For his part, the Minister for Finance, Ken Ofori-Atta, also said the signing puts the nation’s finances in the right landing zone and gives impetus for optimism in the Ghanaian economy.

Ghana, the world’s second largest cocoa producer behind Ivory Coast, uses loans from international banks every year mainly to finance bean purchases.
The two West African countries account for around 60 percent of global cocoa supply.

The finance facility is between Cocobod and a consortium of banks and financial institutions with the government as the guarantor.

Parliament approved the loan in July, despite efforts to overcome an economic crisis and a nearly $2.5 billion balance-of-payments deficit.

Local currency observers believe the loan will inject much-needed foreign exchange liquidity into the economy and reduce surging dollar demand, while strengthening consumer demand and reducing inflation expectations.

Ghana’s Cedi currency has been greatly affected this year, having lost about 30 percent of its value against the dollar in that period.

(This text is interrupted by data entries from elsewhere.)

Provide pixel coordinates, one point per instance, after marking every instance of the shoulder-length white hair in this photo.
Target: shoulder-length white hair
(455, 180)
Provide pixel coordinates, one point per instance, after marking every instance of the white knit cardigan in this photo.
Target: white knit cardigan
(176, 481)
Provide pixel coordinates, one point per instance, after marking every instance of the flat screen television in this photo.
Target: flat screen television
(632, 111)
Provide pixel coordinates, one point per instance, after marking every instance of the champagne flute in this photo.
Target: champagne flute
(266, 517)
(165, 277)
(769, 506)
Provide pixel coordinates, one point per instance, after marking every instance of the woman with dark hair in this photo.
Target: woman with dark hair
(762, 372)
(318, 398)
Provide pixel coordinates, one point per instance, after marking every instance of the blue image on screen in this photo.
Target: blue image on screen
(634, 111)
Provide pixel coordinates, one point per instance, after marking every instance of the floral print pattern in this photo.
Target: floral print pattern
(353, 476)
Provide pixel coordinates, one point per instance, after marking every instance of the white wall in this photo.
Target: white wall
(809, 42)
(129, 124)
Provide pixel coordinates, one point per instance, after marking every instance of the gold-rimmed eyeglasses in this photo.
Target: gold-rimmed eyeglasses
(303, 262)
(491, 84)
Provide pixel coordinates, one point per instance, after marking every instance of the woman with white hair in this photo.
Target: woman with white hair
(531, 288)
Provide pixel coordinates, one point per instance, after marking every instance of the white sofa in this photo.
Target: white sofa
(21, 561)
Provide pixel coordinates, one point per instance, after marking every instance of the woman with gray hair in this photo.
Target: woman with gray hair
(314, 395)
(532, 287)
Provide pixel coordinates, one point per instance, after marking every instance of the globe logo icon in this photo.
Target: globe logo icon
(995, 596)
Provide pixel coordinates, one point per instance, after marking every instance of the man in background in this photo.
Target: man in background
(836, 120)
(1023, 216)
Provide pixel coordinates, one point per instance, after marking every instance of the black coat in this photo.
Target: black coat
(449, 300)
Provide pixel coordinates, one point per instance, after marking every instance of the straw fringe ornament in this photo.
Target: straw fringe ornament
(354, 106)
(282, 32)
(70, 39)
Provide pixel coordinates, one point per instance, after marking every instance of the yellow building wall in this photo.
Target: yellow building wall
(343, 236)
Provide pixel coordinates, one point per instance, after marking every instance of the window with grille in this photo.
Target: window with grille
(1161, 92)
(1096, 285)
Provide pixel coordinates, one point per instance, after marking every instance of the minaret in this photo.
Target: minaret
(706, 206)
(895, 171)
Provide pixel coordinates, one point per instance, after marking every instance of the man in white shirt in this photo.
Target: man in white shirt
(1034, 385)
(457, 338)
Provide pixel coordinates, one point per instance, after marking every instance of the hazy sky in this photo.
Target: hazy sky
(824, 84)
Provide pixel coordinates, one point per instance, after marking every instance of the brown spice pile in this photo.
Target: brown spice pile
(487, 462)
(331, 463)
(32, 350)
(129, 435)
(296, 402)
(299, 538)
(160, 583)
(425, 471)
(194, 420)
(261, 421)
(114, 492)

Cocoa production in Ghana is down sharply this year, seen at 689,000 tonnes on September 1 after a previous forecast of 800,000 tonnes. This has prompted the International Cocoa Organization (ICCO) to upwardly revise its forecast for a global cocoa deficit.

The lower yields partially result from farmers using less fertilizer due to Covid 19 pandemic, with prices having increased worldwide due to high energy prices and supply disruption caused by Russia’s invasion of Ukraine.